Roboadvisors vs GIA/ISA

Last week I made some comments about why I’m not a fan of robo-advisors. Fortuitously, the FCA have today published an in-depth review of the sector, which means I can simply point to their authority and make it look like I know what I’m talking about :rofl:

Here is the review. Here is what the press think. And here is why it matters:

The service and fee-related disclosures at most ODIM firms in our sample were unclear. Some firms did not make clear whether their service was advised, non-advised, discretionary or non-discretionary. Some firms also compared their fee levels against peer services in a potentially misleading way.

Are customers being advised? Are they having their investments managed? (There’s an important regulatory distinction.) It seems the platforms in question don’t know themselves. If the value and price of the two are different, how can consumers compare them?

Many firms offering ODIM services did not properly evaluate a client’s knowledge and experience, investment objectives and capacity for loss in their suitability assessments.

The only value premise of these platforms is that they tell you what to invest in, otherwise you’d just do it yourself.

As such, this is driven completely by how sophisticated their technology is to ‘automatically’ make recommendations that are personal to you and your circumstances. The FCA are clearly saying that the platforms they reviewed in the sector literally cannot do the one thing customers are paying them for in a compliant manner.

Some firms did not ask clients about their knowledge and experience at all, as they felt their service was suitable for all individuals regardless of their investment knowledge and experience.

Imagine paying 1% a year to be given access to the same ETFs as Jonny down the street because your financial needs are the same. It seems unlikely to me.

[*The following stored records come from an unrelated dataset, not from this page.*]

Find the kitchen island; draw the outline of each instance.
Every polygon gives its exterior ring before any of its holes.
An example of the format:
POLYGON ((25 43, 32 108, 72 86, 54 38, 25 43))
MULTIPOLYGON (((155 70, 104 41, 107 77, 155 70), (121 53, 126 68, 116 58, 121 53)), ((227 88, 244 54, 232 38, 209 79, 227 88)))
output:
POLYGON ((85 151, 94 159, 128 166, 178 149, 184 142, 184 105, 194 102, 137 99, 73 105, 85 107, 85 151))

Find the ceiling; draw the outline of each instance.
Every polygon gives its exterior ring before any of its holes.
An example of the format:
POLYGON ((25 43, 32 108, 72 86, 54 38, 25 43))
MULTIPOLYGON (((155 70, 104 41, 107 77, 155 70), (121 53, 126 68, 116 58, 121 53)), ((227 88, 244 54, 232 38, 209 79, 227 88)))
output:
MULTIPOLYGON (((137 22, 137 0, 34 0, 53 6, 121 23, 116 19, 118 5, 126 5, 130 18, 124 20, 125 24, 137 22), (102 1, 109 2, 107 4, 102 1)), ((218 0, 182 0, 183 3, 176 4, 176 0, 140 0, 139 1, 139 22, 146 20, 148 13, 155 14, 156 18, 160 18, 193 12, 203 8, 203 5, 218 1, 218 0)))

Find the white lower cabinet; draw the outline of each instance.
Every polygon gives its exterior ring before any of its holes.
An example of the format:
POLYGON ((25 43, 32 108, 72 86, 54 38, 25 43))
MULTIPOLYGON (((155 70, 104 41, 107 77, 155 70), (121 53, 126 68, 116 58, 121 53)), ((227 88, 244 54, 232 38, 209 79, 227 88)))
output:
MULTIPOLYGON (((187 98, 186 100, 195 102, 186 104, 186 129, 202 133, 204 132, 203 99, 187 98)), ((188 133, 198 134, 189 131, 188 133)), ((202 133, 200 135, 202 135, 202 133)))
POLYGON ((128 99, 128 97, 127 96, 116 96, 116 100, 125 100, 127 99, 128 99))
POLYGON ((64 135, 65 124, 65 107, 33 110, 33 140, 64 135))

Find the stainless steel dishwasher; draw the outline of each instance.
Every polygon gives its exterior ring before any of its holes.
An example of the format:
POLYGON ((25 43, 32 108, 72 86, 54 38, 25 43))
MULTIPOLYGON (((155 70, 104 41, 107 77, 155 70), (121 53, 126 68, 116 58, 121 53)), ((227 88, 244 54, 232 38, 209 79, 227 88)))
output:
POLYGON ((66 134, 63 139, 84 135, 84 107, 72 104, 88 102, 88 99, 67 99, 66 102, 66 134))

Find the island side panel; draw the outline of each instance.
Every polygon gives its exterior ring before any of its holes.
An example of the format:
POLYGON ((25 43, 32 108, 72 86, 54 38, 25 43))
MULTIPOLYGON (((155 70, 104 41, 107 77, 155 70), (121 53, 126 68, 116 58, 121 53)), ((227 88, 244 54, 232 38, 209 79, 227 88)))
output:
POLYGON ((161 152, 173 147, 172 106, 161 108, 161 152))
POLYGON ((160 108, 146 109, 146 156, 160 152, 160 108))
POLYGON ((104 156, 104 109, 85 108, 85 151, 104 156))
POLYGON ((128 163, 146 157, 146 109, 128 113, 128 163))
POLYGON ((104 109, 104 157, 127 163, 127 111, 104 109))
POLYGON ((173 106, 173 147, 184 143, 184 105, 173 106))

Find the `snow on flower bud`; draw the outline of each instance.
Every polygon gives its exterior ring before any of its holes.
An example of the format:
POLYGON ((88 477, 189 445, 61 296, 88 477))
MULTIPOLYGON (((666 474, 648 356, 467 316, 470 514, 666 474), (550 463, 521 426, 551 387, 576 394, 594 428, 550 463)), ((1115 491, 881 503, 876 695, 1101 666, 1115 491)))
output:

…some services failed to request or gather adequate information about customers’ debt and other outgoings. Firms should consider how to improve the amount and quality of client information collected during the auto advice process.

This problem stems from the fact that the suitability process is tied to onboarding. It creates a conflict whereby platforms are incentivised to create smooth and minimal processes in order to keep the customer engaged, but also results in a fundamentally poor assessment of their actual needs.

If I answer 5 questions each with 4 options to choose from about my risk appetite and income, for example, that’s a great customer experience on the face of it. Gets me in the door quickly and I can deposit my money. But I’m only getting advice / management services that are as sophisticated as the quiz.

It leads customers to being categorised into buckets of pre-set ETFs that are defined for set demographics, not the needs of the individual customer.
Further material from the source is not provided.